So taking $U=SpecA$ affine, $X=U \rightarrow U$ the identity and $V=SpecB \rightarrow U$ a faithfully flat morphism (hence an fpqc covering of $U$), we should have an exact sequence

$0 \rightarrow Hom_{O_U}(\xi,\eta)\rightarrow Hom_{O_V}(\xi|_V,\eta|_V) \rightarrow Hom_{O_{V \times V}}(\xi|_{V \times _U V},\eta|_{V \times _U V})\rightarrow0$

where the second nonzero map is given by the difference between the pullbacks along the two projections.

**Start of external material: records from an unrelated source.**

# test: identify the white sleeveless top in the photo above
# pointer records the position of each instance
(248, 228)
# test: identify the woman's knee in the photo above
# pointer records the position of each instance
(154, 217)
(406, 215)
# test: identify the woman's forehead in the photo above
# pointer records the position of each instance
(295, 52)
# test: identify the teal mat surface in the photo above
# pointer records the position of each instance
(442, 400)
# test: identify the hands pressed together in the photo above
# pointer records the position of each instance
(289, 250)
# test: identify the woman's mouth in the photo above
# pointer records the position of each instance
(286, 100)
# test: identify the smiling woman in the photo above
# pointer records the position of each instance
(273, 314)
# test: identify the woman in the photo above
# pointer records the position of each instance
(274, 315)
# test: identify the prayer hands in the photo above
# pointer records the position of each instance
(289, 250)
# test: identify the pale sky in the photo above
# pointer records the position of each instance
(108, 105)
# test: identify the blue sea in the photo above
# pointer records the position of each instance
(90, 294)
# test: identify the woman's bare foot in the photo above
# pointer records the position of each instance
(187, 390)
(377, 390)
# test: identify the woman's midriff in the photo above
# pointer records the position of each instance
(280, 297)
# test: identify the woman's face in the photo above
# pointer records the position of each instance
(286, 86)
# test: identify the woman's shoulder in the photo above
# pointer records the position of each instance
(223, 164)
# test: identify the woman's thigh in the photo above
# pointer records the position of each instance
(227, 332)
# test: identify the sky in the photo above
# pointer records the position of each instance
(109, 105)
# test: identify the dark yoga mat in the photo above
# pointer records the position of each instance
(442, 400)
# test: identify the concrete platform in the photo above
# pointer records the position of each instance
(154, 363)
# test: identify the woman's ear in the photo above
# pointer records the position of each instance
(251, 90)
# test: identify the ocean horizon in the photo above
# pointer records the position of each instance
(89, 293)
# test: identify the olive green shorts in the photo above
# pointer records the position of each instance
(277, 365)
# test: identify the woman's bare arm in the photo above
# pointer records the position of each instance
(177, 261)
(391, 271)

Ok, so with all this fancy FGA stuff established, my question is actually pretty goofy and basic. Since everything above is affine, we can replace all the schemes by rings and all the sheaves by modules to obtain:

$0 \rightarrow Hom_{A}(M,N)\rightarrow Hom_{B}(M\otimes_A B,N\otimes_A B)$ $\rightarrow Hom_{B \otimes_A B}(M\otimes_A B\otimes_A B,N\otimes_A B\otimes_A B)\rightarrow0$

My question is: what exactly is the second nonzero map in simple terms? For example, if $\phi \in Hom_{B}(M\otimes_A B,N\otimes_A B)$ and $\psi$ is its image in $Hom_{B \otimes_A B}(M\otimes_A B\otimes_A B,N\otimes_A B\otimes_A B)$, can you give me a formula for $\psi(m\otimes b \otimes b')$ in terms of $\phi$ and the letters given. Because the way I'm interpreting the second map, it's always zero, which I'm pretty sure is wrong.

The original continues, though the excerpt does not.